Hurst sees the defence as "a big red herring" with limited use in practice, "other than in circumstances where the poster of the statement is happy to waive his anonymity and be sued" (an unlikely scenario).

The reality is, most internet companies simply don't have the time or resources to investigate the validity of each and every disputed posting so they often opt for this quick and painless solution: 'take it down'.

"On a daily basis, I would estimate that hundreds of articles and postings are being taken down from the internet on legal grounds when in reality they are probably perfectly legal," explains Hurst, adding that the practice creates "a potentially massive chilling effect on freedom of expression".

At the moment, the legal process for such new online media is oddly enough governed by an age-old hard copy bureaucratic system, so putting the new defence into action may be costly and time-consuming for those who choose to use it. Making a simple court application to contest jurisdiction or strike out a baseless claim can take "the best part of a day", and involves a detailed knowledge of court procedures and "not insignificant legal costs" .

"There needs to be some kind of electronic system to speed up this process," Hurst urges, admitting that this could open up a can of worms as to why other areas of the law shouldn't also benefit from a more streamlined electronic procedure. He adds: "There's not been enough weight and impetus behind such reforms so far and the courts' attempts to use electronic filing have failed."
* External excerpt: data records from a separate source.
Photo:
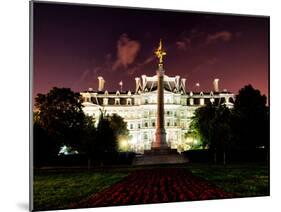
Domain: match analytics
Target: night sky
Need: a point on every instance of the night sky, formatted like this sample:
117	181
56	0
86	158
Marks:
74	44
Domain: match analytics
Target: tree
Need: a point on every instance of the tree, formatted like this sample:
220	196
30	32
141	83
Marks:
251	121
121	131
60	114
106	144
212	124
202	121
221	132
89	140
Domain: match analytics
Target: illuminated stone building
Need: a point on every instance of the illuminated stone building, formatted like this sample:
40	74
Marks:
138	108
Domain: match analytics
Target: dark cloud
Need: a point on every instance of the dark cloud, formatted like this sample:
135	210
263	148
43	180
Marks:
127	51
219	36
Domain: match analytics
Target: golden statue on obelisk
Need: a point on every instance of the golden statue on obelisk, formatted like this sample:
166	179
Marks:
160	53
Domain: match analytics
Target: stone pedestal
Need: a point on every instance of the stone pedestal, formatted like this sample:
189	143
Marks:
160	152
160	134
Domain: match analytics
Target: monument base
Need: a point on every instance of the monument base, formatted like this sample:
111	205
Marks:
160	156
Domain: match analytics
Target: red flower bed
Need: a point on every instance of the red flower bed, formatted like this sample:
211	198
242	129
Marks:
156	186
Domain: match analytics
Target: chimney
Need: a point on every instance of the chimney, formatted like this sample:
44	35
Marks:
143	81
216	85
137	83
183	81
101	83
177	79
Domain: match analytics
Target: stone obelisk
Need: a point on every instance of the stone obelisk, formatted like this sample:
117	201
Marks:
160	152
160	135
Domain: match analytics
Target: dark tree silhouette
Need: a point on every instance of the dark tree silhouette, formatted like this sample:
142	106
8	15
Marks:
106	143
119	127
251	122
60	114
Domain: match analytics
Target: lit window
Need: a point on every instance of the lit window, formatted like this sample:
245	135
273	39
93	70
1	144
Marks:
129	101
117	101
191	101
105	101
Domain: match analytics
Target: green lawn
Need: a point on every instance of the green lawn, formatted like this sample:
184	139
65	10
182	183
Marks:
242	180
56	190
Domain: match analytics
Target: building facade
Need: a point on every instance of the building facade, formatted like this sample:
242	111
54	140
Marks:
138	108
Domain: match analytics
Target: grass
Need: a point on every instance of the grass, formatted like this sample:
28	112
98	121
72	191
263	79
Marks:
242	180
56	190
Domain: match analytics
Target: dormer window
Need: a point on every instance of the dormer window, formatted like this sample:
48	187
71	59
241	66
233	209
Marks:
191	101
105	101
129	101
202	101
117	101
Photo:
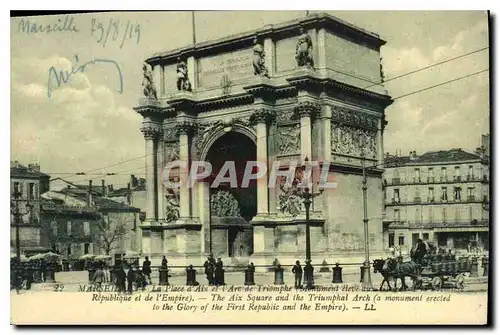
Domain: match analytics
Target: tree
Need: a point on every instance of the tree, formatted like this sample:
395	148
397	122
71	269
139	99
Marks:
107	235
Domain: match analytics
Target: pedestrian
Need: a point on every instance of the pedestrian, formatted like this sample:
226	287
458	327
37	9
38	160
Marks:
99	278
164	262
419	251
146	269
308	274
120	278
209	272
219	272
106	273
297	271
130	280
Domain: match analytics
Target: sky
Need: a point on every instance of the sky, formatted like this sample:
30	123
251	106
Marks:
88	124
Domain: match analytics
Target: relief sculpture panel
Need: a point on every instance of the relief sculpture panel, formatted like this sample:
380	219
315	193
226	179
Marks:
347	140
288	138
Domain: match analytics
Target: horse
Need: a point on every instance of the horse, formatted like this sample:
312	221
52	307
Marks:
379	265
403	269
Despite the fact that Google's revenue hit $50 billion last year and the brand became a verb years ago, it does seem strange that neither Leveson nor the Defamation Act 2013 have deeply scrutinised libel laws and procedures vis-a-vis ISPs. Hurst attributes it to a public awareness of only a small smattering of high-profile online defamation lawsuits like the Lord McAlpine/Sally Bercow case concerning Twitter; whereas the lion's share of cases relate to what might be deemed "trivial stuff about restaurants, hotels and small companies -- which may sound trivial in isolation but are significant en masse".

Yet, in our online-centric world, the trivial can have deep ramifications. Everything we put out there is potentially damaging -- because it is 'forever'. This harsh reality has daunted newspapers, like The Times, who have been fearful of defamation cases arising from content in their archives -- until now. The Defamation Act's 'single publication rule' limits a claimant to bringing only one action against a defendant when the defamatory statement is repeated (via for instance blogging and tweeting).

As game-changing as that might sound, in reality, this rule is unlikely to affect much: "Its main impact will be to give publishers who run archives a bit of comfort that they're not going to be sued over material from several years ago."

Hurst foresees lawyers challenging the single publication rule in instances where the content is anonymous or where greater prominence is given to material several years later. For example, a journalist seeking out very specific information might discover a dusty old low-profile posting and bring it to life via a tweet or blog posting -- causing reputation damage in the present.

In the end -- as Hurst has systematically reveals that the new Defamation Act may in fact have 'no clothes', so to speak -- one wonders what all the fuss has been about and if it will have an impact beyond the mere symbolic.

The lawyer acquiesces on one point: "The requirement for a company to show substantial financial harm [in order to bring a claim for defamation] is probably the most significant part of the Act". He predicts that "if companies try to sue for libel, defendants will probably run that defence more than they used to," which will almost certainly dissuade corporates from pursuing their claims.

This could be bad news for #26 on Forbes' Billionaires List, or should I more cautiously say the 'alleged #26'?